3.2 Visualization of electrostatic complementarity
The pESPs of PD-1 and PD-L1 were obtained from FMO calculation of the complex using equation (6) or (7). In this paper, they are denoted as\(\phi_{\text{com}}^{PD-1}\left(\mathbf{r}\right)\) and\(\phi_{\text{com}}^{PD-L1}(\mathbf{r})\), respectively. The subscript “com” is used to explicitly state that they were calculated in the complex condition. The values of\(\phi_{\text{com}}^{PD-1}\left(\mathbf{r}\right)\) and\(\phi_{\text{com}}^{PD-L1}(\mathbf{r})\) at the PPI interface are visualized in Figure 2-A and B, respectively. The positions with positive (blue) and negative (red) values are scattered along the PPI interface, indicating that both PD-1 and PD-L1 form a complicated ESP map at the interface. A more interesting point is that electrostatic complementarity of PD-1 and PD-L1 is clearly shown by comparison between these pESP maps. For example, pESP values for PD-1 and PD-L1 at positionP3 are positive and negative, respectively, indicating that attractive electrostatic interaction exists around this position. Similar observations are made for other positions (P4 , P5 ,P6 , and P7 ). By this analysis, we can understand that a high degree of electrostatic complementarity exists between PD-1 and PD-L1 at the PPI interface.
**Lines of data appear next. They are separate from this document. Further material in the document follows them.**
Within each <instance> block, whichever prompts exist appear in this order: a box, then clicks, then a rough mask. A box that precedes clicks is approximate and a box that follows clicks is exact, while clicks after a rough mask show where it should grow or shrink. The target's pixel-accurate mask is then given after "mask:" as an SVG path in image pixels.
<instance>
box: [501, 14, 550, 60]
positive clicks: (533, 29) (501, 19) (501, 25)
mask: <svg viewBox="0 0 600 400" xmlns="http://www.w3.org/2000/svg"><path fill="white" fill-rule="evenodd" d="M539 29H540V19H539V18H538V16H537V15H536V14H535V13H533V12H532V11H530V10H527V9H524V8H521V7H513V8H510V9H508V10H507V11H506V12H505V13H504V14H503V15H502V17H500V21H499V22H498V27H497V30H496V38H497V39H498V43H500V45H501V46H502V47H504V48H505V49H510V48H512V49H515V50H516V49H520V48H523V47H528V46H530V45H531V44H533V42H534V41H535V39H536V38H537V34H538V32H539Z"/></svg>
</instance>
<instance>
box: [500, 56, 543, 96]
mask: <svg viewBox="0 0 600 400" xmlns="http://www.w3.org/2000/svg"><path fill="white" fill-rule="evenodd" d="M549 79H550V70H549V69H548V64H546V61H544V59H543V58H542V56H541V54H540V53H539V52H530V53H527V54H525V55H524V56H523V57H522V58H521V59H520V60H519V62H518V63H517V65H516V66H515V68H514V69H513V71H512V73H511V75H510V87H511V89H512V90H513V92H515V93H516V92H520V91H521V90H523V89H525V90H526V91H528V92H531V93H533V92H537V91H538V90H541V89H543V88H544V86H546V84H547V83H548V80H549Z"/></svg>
We also note that the area with a positive value is larger than that with a negative value in the pESP map for PD-1 (Figure 2-A). Conversely, the area with a negative value is larger than that with a positive value for PD-L1 (Figure 2-B). As mentioned above, the net charges of PD-1 and PD-L1 of the structure model used here were +2 and −1, respectively. Therefore, it is assumed that the pESPs shifted to positive or negative in whole. Such an overall shift just depends on the structure modeling. For example, D33−E84 and S93−E146 of PD-1 were included in the complex model, which just depended on the X-ray structure used for the modeling. As a result, the net charge of PD-1 was +2, causing the overall shift in the pESP. To examine the effect of net charges, another complex model was prepared with the net charges neutralized. The pESP maps of the neutralized PD-1 and PD-L1 are given in Figure S1-A and B, respectively. We note that a green area, where the pESP value is around zero, is larger than that of Figure 2-A and B. This result shows that the overall shift in pESP due to the net charge was removed by neutralization. Effect of the net charge is considered to be limited in the overall shift because similar discussion about the electrostatic complementarity is led from both the neutralized and not neutralized models.
In this study, all the FMO calculations were performed under vacuum conditions, i.e., no solvent effect was considered. Recently, the solvent effect on EDN and ESP obtained from FMO calculations was investigated using the polarizable continuum model.34It was reported that solvent made a large contribution to ESP at the molecular surface while the effect on EDN was sufficiently small. The solvent effect on ESP at the PPI interface is expected to be lower than that at the molecular surface, because generally solvent molecules do not directly contact the PPI interface. To evaluate the solvent effect on electrostatic complimentarily, the definition of the pESP given in equations (6) and (7) should be modified to include the solvent molecules as the third part of the system. This is an important and interesting extension of this method, which should be addressed in a future study.